A few days ago a customer who is a casual rider was asking me about my riding schedule. He was doing what so many do and comparing someone else’s cycling to his own. I tried to explain that it wasn’t about cadence, speed, distance that those were only technical pieces used to help you become more efficient rider. We just started training again this week. I had an injury early last season that forced me off the bike for almost 8 months. My god that sucked. So far only a few days of riding and the miles are still depressingly low. It’s definitely not the 250+ a week that I was pulling last season. My legs are not gone but they sure as hell aren’t here either. The endurance and power will take all of March to get back but it will be back with more. Already the fires are burning stronger. My shop is sponsoring at least one team for the MS150 this year and I intend to do that plus a few centuries. While I admit that I and my riding partner Gary do tend to get a bit techie with it all, the core of it is something else. Getting up and on a bike at 5:30 am every day, cold, wet, hot, whatever, dressed like a bad ‘70s tv alien really isn’t about becoming faster or bragging rights. The peace and emotion that comes from banging out a killer hill, from working through the pain and nausea, or even from just cranking out 10 miles at lunch is hard to describe. It is an addiction for sure but more so. The high from a good ride can last days. There is a word for it in Italian, tifosi. The literal translation is fan or fanatic but the general meaning is the afflicted, someone who simply cannot help but be that emotional and involved in their passion. Think wandering Zombie. The zombie needs your brain. A life without brain sucking just isn’t a Zombie option. It is at his* very core. Zombie = brain sucking. Cycling is like that for some of us.

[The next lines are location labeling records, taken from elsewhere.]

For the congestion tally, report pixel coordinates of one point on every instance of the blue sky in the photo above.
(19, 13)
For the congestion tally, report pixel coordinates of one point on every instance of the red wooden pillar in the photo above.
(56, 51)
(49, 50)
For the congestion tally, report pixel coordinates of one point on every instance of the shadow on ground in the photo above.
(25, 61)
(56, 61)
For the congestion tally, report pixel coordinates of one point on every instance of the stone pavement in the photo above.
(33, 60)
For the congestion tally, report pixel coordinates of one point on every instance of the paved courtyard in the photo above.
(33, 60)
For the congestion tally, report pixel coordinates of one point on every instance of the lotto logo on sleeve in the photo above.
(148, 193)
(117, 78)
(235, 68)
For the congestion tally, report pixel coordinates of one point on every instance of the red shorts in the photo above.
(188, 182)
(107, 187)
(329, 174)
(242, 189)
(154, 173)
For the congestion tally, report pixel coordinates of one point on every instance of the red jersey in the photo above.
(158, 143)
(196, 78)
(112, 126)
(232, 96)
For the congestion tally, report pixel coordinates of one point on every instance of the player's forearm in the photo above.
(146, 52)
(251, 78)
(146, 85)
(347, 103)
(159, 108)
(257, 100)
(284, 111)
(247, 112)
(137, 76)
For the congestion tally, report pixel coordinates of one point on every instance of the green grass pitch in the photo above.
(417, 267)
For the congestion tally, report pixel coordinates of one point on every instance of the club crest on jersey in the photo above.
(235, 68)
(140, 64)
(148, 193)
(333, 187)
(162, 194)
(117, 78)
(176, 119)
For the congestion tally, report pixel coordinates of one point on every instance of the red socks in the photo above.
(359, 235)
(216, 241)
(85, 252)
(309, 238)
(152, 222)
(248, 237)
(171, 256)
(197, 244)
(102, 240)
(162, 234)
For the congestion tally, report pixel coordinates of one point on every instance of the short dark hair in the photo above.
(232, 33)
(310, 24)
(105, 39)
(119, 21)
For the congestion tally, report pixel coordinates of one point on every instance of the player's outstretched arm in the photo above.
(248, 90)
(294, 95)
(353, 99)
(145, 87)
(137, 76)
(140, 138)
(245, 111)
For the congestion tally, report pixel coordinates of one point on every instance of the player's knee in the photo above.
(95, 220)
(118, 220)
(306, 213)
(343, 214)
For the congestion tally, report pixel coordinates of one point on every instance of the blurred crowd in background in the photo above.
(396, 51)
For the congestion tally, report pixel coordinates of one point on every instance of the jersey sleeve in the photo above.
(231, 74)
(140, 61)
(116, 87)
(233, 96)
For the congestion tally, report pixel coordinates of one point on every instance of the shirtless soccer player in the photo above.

The time off the bike forced me to see how important riding is to my life and general mental fitness. A few years ago while laying in bed in a hospital room my roommate, Larry, asked me what I did for a living and then when I finished telling him about networks and corpotate politics and the image needed as a consultant he,with barely a pause, asked what I wanted to be doing. My answer was sell, ride and fix bikes. Just like that. It all seemed very simple. Larry was a hell of a guy. He had survived lung cancer once after returning from Vietnam only to later get throat cancer from the radiation treatments that had saved him the first time. He was getting a feeding tube put in prior to the throat surgeries. It was made very clear to him that at best he was going to live another year. I asked him why go through with all of the chemo and surgery and not just try to live out the remainder as happily as possible. He told me about his favorite secret fishing hole. Then he told me about his grandson and how this year he would be old enough to go fishing with his grandpa. Larry was willing to endure all of that crap so he could teach his grandson to fish at his spot. If that isn’t a lesson I don’t know what is. Sometimes the world will just come up and punch you in the face when you need it. Apparently I have to learn things repeatedly before they stick. Well I gotta go to the shop. The brains need sucking.

Sam

* Do zombies have gender? Makes for a strange discussion point.